На третий день, вернувшись с ночной косьбы и перекусив, все как обычно завалились отдохнуть. Отец посапывал напротив каменки, возле сутулого дверного проёма, сбоку о чём-то шептались Семён с Дашкой, да брякала посудой у близкого ручья мама. Фёдор немного покрутился и безмятежно уснул в своём углу…

Проснулся Фёдор, как от удара, словно кто-то грохнул обухом в медный таз над самой его головой. Рывком сел. Хлопая глазами, стараясь унять бухающее сердце, огляделся. В землянке никого не было, лишь парусом от лёгкого ветерка вздулась прозрачная занавесь на дверном проёме. Фу. Фёдор откинулся назад, полежал, просыпаясь и успокаиваясь, прислушался. Было тихо: где-то тонко звенел комар, шумел макушками лес, да журчал Верег-ручей. А где все? Наверное, ушли сено ворошить, а его пожалели, дали младшему поваляться подольше.

Фёдор вышел наружу. Костёр почти потух, но седые уголья ещё мигали красными прожилками. На тагане томилась в котле каша, и пускал из носика струйки пара закопчённый чайник. Возле землянки был устроен навес, под которым стоял длинный, но неширокий стол из осиновых плах, вдоль него — такие же лавки. Под навесом и обедали, и ужинали, и чаи гоняли: тут было просторнее, чем в избушке, светлее и сподручнее управляться с котелками. Фёдор подошёл к столу, вытащил из берестяного туеса кусок хлеба и дольку вяленого мяса, отыскал среди посуды свою кружку с недопитым чаговым чаем и, посматривая по сторонам, принялся жевать.
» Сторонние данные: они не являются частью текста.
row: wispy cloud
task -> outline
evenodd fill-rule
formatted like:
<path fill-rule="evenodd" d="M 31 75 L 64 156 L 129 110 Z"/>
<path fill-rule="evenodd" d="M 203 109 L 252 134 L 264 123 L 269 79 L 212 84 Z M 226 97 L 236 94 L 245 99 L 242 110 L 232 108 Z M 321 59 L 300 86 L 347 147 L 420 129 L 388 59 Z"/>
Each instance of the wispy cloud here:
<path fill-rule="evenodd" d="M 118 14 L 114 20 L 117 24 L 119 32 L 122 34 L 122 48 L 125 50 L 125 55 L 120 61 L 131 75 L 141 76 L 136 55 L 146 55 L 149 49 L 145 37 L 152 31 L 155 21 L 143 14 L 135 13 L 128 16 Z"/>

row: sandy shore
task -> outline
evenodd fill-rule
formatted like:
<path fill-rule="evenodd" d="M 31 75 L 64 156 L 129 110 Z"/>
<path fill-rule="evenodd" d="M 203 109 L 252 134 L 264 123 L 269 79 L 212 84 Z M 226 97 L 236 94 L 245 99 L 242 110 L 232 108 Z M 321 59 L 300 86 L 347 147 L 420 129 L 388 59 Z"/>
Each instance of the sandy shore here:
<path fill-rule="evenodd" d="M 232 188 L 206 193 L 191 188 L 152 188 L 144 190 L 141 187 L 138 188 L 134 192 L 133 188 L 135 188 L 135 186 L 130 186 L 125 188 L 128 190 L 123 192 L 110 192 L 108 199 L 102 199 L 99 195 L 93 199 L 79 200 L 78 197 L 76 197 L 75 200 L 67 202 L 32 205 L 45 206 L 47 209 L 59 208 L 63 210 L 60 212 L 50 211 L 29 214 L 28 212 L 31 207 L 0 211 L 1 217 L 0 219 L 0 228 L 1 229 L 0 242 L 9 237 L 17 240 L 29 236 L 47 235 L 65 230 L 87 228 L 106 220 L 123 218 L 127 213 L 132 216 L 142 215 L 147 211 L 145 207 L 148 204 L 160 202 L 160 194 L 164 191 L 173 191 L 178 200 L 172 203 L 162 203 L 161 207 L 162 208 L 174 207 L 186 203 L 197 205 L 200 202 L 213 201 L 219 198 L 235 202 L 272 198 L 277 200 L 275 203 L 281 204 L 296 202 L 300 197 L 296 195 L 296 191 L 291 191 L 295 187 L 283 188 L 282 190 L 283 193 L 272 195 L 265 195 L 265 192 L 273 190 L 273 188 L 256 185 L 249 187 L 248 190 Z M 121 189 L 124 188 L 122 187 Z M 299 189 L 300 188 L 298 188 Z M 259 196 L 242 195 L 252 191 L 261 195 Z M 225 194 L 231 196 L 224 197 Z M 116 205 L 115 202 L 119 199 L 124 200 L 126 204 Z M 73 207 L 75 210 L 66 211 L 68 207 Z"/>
От навеса хорошо просматривались обе пожни по берегам ручья. Их выкосили уже в первый день, и сейчас они стыдливо щерились стернёй. На левой, у дальней стенки леса, мирно помахивал хвостом стреноженный Сивка.

И больше никого.

Ещё одна пожня лежала чуть в стороне от поймы, на свободном от леса пологом склоне, но и там трава была скошена и смётана в плотный стог.

А вот на четвёртой как раз и трудились нынче ночью. Только её отсюда не видно — укрытая косогором, луговина пряталась за поворотом ручья в шагах пятистах от землянки.

Всё было как обычно.

Фёдор задрал голову и прищурился. Солнце висело высоко над лесом со стороны Клешемы — значит, уже часа два за полдень. «Ну, ладно, подкрадусь незаметно к работникам и ка-ак выпрыгну! Вот Дашка заверещит!» Фёдор дожевал хлеб, повязал на голову платок и почти бесшумно, лёгкой рысцой припустил вверх по ручью. Чтобы сократить путь и появиться нежданно, он двинул напрямик, через спускавшийся к ручью сосновый угор. Лес вокруг пожни был нечастый, но в затейливо изрезанных кромках на границах луговины разросся кустарник, отлично подходивший для тайной вылазки.

Вскоре Фёдор оказался в начале пожни и спрятался у большой берёзы, недалеко от которой вокруг высокого кола-стожара уже громоздилось несколько куч сена. Какое-то время Фёдор, притаившись, ждал в надежде, что рано или поздно сюда придёт кто-нибудь с сухим пахучим ворохом на носилках. Но время шло, ждать надоело, а никто так и не появился.